Tofu The Size Of Texas

I finally ordered some nigari (magnesium chloride) for making tofu. I had bought organic soybeans–both white and black–a while ago, but it took an age for me to get the order in. Once it arrived, though, the intervening time spent waiting helped spur me to quick action. I soaked some of the white beans overnight and re-read the tofu recipe I wanted to try from the Shunju cookbook. (Shunju is one of Tokyo’s finest restaurants, and the book is beautiful. I haven’t made anything from it before, but it has inspired a number of improvisations of late).

Basically, the technique is a two-step process. First you make soymilk, then you make tofu with that. You purée the soaked beans in the fo-pro for quite a while until they are seriously frothy. You take that foam and gently heat it, stirring, and add some boiling water to loosen the mass a bit.

And then you simmer, stirring frequently so it doesn’t stick and scorch. And it bubbles up to many times its original volume, so be advised. Eventually (after about half an hour) the bubbles subside and you’re left with the familiar off-white liquid that is soymilk, with all the solids on the bottom of the pot. You strain this, separating the latter (okara) from the former. Then heating the milk back up to 167˚ F I think, you add a bit of the nigari and stir it in. Then you let it sit to coagulate.

In this case, I poured some of the mixture into individual dishes so it would set up inside the confines of the square plate, making for a cleaner presentation than a lumpy pile spooned in after the fact. I drizzled a little light soy and sesame oil on top, along with minced scallions.

But first, to get going and provide a weather-appropriate cold soup, I simmered some fresh-cut red kale in the beef/lamb stock that didn’t get reduced to demi-glace, puréed it all together, and strained it. The kale solids that remained in the strainer looked so similar to the okara from soymilk-making that I impulsively combined the two for a grainy green goodness which I made use of in the next course.

Which was okara-kale cakes. I added an egg yolk and a pinch of flour, plus a dribble each of nam pla, usukuchi, and sesame oil, then cooked them in a lightly oiled pan. To accompany, I made salad with some lovely curly endive: I fried up some large dice of our bacon, then dumped lardons and hot fat right into the bowl to lightly wilt the greens. I followed that with some vinegar and thinly sliced radish, then tossed it all together. I deglazed the fritter pan with a spoon of demi-glace and a splash of sake to make a rich little sauce for the cakes.

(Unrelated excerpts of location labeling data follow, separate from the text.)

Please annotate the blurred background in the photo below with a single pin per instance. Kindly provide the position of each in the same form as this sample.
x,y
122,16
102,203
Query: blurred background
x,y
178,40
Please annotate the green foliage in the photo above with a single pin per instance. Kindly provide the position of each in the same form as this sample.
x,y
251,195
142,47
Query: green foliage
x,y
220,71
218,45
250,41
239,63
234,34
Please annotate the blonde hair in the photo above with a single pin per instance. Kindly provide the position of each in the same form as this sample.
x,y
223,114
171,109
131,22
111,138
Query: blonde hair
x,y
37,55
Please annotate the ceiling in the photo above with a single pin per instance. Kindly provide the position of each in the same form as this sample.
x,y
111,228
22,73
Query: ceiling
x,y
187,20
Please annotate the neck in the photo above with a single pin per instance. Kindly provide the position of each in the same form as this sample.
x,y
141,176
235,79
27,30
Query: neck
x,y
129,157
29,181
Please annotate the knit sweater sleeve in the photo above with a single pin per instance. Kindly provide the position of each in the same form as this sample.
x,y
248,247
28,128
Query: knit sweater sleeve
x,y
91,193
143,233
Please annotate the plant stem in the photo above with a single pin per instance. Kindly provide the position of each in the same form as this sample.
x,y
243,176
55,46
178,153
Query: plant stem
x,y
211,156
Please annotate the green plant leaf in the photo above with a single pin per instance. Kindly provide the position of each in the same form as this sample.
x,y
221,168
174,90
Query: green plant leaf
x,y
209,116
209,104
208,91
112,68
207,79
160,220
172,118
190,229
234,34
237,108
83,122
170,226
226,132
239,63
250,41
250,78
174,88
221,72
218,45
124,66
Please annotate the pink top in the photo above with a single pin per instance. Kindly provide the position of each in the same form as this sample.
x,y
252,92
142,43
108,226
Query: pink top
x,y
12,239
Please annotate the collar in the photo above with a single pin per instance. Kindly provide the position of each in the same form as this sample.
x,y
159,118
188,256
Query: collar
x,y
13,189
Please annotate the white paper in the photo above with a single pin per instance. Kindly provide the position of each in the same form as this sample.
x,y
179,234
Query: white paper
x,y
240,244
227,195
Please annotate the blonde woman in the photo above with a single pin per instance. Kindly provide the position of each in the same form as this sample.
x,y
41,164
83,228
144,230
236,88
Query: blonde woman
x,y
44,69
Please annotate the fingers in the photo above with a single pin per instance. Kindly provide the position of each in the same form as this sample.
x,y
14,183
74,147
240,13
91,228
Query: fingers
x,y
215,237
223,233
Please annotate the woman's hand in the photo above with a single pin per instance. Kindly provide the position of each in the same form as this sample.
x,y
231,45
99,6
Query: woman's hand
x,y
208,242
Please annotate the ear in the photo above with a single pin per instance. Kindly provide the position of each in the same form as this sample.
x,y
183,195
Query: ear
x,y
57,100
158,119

Then we had the tofu. It hadn’t set all the way (I’m not sure how long it’s supposed to take) so it was still pretty liquid. And the nigari was tasteable, which is not really such a good thing. Nigari is pretty awfully bitter and quite alkaline. So I should use less, obviously, but why then did it not set in the hour it had to sit? These and more questions will be answered when I use a source other than a book which appears to have been somewhat haphazardly translated–or at very least converted from metric to English. But the process is simple enough, and the result holds a great deal of promise–especially the ability to flavor and season the result.

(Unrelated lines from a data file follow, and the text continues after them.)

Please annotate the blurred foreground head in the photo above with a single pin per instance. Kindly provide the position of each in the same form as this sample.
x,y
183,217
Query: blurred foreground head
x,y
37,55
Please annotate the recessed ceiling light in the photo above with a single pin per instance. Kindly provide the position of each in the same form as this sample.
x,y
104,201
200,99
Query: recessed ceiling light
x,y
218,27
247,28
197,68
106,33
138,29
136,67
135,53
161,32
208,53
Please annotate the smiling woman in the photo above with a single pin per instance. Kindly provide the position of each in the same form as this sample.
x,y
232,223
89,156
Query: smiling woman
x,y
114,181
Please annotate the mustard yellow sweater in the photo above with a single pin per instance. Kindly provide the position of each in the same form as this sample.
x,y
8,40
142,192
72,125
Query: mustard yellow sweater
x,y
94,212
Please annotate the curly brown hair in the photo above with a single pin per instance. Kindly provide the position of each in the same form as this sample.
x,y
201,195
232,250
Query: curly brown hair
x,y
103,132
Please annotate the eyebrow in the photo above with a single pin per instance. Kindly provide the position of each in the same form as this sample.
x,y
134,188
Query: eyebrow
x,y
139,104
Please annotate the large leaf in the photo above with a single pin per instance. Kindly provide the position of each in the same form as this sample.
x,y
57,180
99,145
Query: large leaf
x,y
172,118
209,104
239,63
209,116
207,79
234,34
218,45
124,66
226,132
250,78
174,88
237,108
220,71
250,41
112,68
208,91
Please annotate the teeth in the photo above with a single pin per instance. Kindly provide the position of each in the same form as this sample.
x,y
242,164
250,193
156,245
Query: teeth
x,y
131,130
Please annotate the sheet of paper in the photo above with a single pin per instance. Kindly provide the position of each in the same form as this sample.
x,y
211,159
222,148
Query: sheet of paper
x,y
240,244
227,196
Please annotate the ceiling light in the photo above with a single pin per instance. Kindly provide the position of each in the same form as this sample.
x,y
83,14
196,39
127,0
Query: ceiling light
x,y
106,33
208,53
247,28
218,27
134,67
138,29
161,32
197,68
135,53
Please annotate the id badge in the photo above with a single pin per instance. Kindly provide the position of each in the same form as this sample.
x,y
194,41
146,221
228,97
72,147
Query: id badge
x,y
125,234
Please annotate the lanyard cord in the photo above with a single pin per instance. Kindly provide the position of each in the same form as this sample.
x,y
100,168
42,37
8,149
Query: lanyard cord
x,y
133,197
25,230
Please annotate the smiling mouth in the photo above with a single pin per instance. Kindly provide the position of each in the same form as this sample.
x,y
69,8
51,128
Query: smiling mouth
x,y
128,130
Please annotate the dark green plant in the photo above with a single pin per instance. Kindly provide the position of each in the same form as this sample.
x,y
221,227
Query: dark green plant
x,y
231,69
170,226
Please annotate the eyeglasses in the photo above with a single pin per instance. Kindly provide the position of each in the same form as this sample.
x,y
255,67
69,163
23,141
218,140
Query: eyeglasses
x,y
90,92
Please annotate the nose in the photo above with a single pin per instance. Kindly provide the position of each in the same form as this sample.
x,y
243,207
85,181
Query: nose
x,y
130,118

For dessert, something that accidentally ended up being quite close in spirit to the book. Milo had been clamoring for me to take the coconut water from the remaining young nut that Mike brought over when we had Korean BBQ night and make a gel with it. Where he got the idea is anybody’s guess. He’s just sort of brilliant like that. So we bloomed a couple of sheets, then dissolved them in the coconut water which we sweetened with a squeeze of good local honey. Then we poured the mixture into a pyrex dish and chilled it in the fridge. We also had a cantaloupe on hand (shopping with children is hell for locavores) that was very sweet, so I cut both the melon and the gel into roughly equal sized cubes and served them in little glass bowls with a chiffonade of spearmint on top. This was a winner: sweet, clean, and light as a feather, it came closest to the sort of taste and texture I imagine based on extensive reading of the cookbook. Someday maybe I’ll have cause and means to get to Tokyo and eat there, and I can revel in the subtle mastery of their technique.

And then I can upend the table and storm out, yelling over my shoulder that their tofu recipe tastes like drano.